Many of the local companies are not competitive because of the lack of capital and small-scale production. Moreover, it is difficult for them to quickly adapt to changing consumer tastes.
In addition, the production of raw materials is heavily dependent on foreign imports, leading to higher selling prices. And promotional activities and designs are still limited.
Nguyen Huu Toan, director of Toan Thien An Interior Ltd Co, said businesses should have professional design teams and distribution channels, and recognisable trademarks.
"Exploiting the domestic market has many advantages, such as stable demand and stable production plans. Companies can adjust samples and designs according to market demand," he added.
At the seminar "Viet Nam Economy 2014 and business prospects in the furniture sector" held recently in HCM City, many participants said the local wood market had great potential in a country of 90 million people.

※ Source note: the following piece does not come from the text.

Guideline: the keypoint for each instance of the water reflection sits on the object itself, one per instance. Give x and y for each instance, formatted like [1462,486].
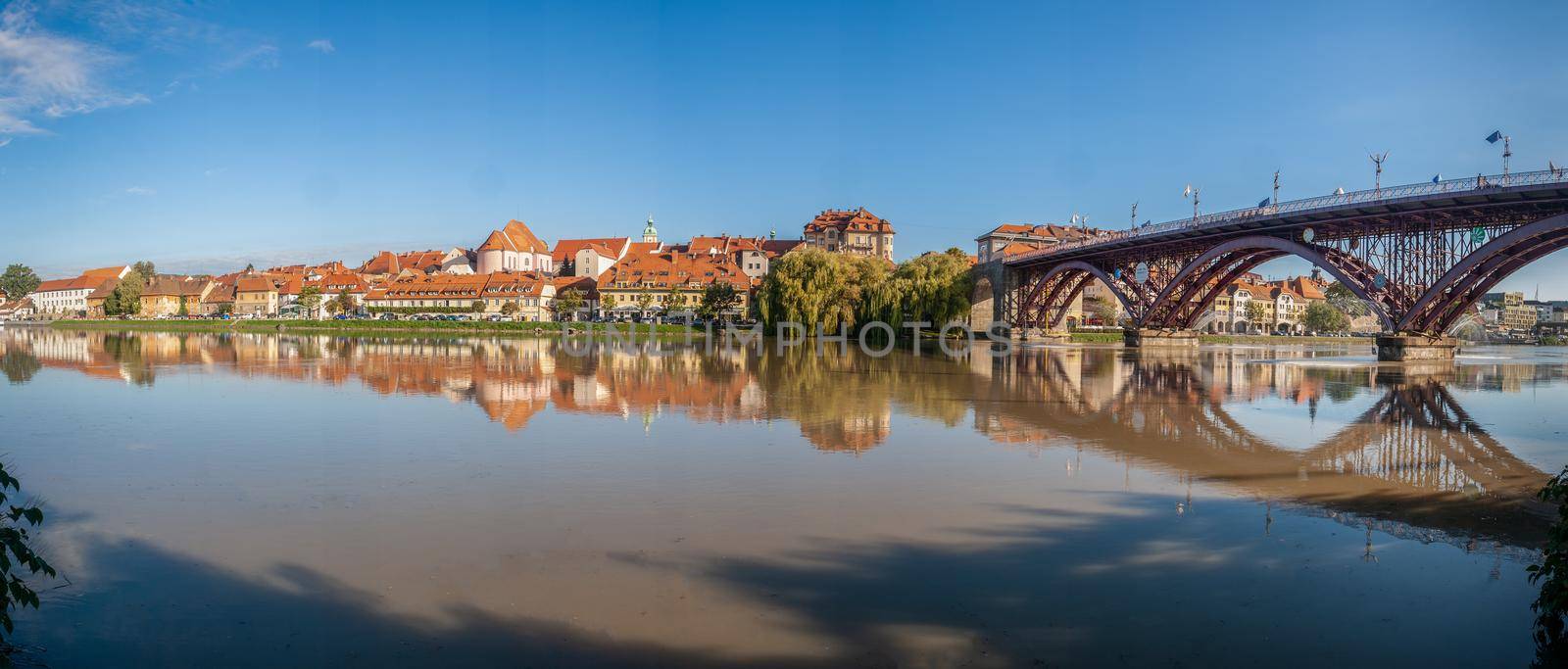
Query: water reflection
[1413,456]
[906,509]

According to Nguyen Quoc Khanh, chairman of the HCM City Handicraft and Wood Industry Association, a Vietnamese household spends about VND6 million (US$285.7) for furniture products per year.
With a growing economic recovery, domestic consumption this year is expected to reach more than $2 billion and will increase in coming years.
According to economists, the State needs to issue support policies for local businesses soon, such as preferential tax policies to encourage investment and preferential credit policies. It also should create wood-processing industrial clusters, they said.
Creating linkages between local and foreign businesses would help them learn from more experienced manufacturers.